De son côté, le groupe italien Ferrero investira 60 millions, répartis équitablement entre son site de Villers-Écalles (Normandie), pour la production de formats Nutella 3 kg destinés aux professionnels, et son usine de Nieppe (Hauts-de-France), pour une ligne de production dédiée au lancement d’un nouveau produit, les Nutella Cookies, prévu à l’été.
Plusieurs annonces dans la pharma
Le géant pharmaceutique britannique GSK annonce 140 millions d’euros de nouveaux investissements en France, entrant dans un programme de près de 550 millions d’euros sur la période 2026-2028 dans l’Hexagone pour contribuer «directement à la souveraineté sanitaire européenne». Dans le détail, 74,1 millions d’euros seront alloués au renforcement des sites d’Évreux (Normandie), de Mayenne (Mayenne) et de Saint-Amand-les-Eaux (Nord) tandis que 63,6 millions d’euros seront consacrés à la recherche et au développement (R&D).
Le fabricant suisse de génériques Sandoz a annoncé un investissement supplémentaire d’environ 150 millions d’euros destiné à renforcer les capacités de production de son site Sandoz Biologics France à Toulouse (Haute-Garonne) «dédié au développement et à la fabrication de biosimilaires jusqu’en 2034».
Le laboratoire suisse Stallergenes Greer, l’un des leaders en France des traitements de désensibilisation aux allergies, annonce un investissement de 125 millions d’euros d’ici 2030 sur son site majeur de production à Antony, en région parisienne.
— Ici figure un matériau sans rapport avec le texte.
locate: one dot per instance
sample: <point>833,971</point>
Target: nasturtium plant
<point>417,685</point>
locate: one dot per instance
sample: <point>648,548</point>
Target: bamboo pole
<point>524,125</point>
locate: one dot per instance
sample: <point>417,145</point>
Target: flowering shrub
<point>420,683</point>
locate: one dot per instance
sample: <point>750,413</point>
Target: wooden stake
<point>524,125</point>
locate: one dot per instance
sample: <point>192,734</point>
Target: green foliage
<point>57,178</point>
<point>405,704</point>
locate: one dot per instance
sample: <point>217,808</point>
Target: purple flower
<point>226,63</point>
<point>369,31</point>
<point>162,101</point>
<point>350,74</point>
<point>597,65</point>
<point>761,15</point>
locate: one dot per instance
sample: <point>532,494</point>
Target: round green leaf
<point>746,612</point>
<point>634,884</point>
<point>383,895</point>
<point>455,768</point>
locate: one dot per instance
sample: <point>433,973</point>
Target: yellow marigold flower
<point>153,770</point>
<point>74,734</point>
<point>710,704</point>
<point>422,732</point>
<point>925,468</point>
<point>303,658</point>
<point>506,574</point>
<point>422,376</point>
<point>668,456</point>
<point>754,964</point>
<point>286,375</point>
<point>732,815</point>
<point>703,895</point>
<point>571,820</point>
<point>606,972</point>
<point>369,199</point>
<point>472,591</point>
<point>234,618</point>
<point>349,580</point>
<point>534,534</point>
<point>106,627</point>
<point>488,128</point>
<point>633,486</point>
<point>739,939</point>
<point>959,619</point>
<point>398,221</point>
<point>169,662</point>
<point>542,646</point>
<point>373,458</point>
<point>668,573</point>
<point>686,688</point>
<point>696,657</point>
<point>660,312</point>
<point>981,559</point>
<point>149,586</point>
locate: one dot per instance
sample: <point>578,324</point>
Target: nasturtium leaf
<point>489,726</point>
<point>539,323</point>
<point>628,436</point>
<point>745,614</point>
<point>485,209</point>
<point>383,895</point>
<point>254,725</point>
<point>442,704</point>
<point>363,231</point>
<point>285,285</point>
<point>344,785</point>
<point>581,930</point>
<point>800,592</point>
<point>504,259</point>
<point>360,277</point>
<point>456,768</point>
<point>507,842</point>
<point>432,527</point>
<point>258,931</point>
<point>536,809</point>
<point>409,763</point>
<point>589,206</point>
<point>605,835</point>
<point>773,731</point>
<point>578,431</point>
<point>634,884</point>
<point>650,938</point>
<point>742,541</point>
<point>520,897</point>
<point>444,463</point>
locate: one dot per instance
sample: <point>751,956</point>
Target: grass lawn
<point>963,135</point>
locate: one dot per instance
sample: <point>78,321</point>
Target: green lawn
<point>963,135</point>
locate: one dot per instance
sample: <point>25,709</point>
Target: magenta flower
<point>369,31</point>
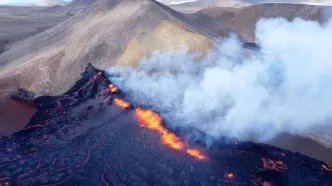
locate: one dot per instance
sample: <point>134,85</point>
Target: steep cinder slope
<point>17,23</point>
<point>243,20</point>
<point>106,33</point>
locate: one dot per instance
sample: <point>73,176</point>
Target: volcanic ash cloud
<point>287,87</point>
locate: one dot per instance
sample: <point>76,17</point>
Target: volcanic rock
<point>243,20</point>
<point>104,33</point>
<point>64,144</point>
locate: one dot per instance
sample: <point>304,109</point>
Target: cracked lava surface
<point>92,136</point>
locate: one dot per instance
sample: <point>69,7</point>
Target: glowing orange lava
<point>274,165</point>
<point>113,88</point>
<point>152,120</point>
<point>195,153</point>
<point>229,176</point>
<point>326,168</point>
<point>121,103</point>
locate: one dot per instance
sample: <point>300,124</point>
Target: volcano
<point>102,32</point>
<point>92,135</point>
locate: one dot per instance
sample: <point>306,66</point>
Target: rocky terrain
<point>45,50</point>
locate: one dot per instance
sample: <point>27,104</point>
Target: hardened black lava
<point>83,138</point>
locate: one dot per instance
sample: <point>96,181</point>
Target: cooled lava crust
<point>83,138</point>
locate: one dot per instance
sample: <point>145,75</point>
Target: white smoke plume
<point>285,88</point>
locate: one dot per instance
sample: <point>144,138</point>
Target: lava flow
<point>152,120</point>
<point>121,103</point>
<point>326,168</point>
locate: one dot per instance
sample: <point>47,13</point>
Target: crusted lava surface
<point>85,137</point>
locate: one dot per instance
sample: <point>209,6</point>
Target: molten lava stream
<point>326,168</point>
<point>121,103</point>
<point>112,88</point>
<point>152,121</point>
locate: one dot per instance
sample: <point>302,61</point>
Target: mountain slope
<point>243,20</point>
<point>106,33</point>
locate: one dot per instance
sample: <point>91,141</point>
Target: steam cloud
<point>284,88</point>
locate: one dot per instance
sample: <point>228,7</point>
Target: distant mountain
<point>51,3</point>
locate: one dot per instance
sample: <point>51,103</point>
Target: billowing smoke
<point>284,88</point>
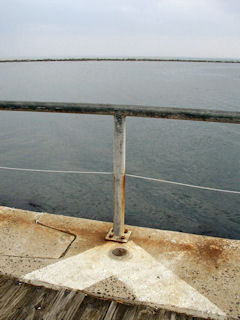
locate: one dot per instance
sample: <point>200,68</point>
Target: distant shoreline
<point>120,59</point>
Cet investissement, annoncé dans le cadre du sommet Choose France, doit permettre «un doublement», selon la direction, de la capacité industrielle de ce site.
Défense et spatial
Le constructeur de drones portugais Tekever annonce un investissement de 100 millions d’euros en France sur cinq ans, accompagné de la création de 100 emplois qualifiés en Occitanie et en Nouvelle-Aquitaine. «Cet investissement double l’initiative annoncée en 2025, portant leur investissement total à 200 millions d’euros et 200 emplois», précise l’Élysée.
L’entreprise monégasque Venturi Space annonce quant à elle un investissement supplémentaire de 150 millions d’euros, portant le montant total à 250 millions d’euros, pour l’établissement à Toulouse de son nouveau centre de technologies. «Il sera dédié à la conception et à la fabrication de technologies critiques pour la mobilité lunaire et martienne, ainsi qu’à l’assemblage des astromobiles développées par l’entreprise», explique la société.
Et aussi…
Ikea mise désormais sur un nouveau format en France : les magasins compacts. Le premier a ouvert le 27 mai à Limoges et un prochain est déjà en préparation au Mans. Lors de ce Choose France, le géant suédois de l’ameublement a annoncé un investissement supplémentaire de 35 millions d’euros sur la période 2026-2030, avec l’objectif d’ouvrir 10 magasins compacts supplémentaires d’ici 2030, représentant à terme environ 300 créations de postes.
De son côté, la banque en ligne britannique Revolut a annoncé un investissement additionnel de 100 millions d’euros d’ici 2030 et la création de 200 emplois supplémentaires, principalement dans les domaines de la lutte contre la fraude financière et du développement commercial. Le groupe suédois Scania a quant à lui présenté un projet d’investissement de près de 70 millions d’euros pour la production de camions électriques sur son site d’Angers.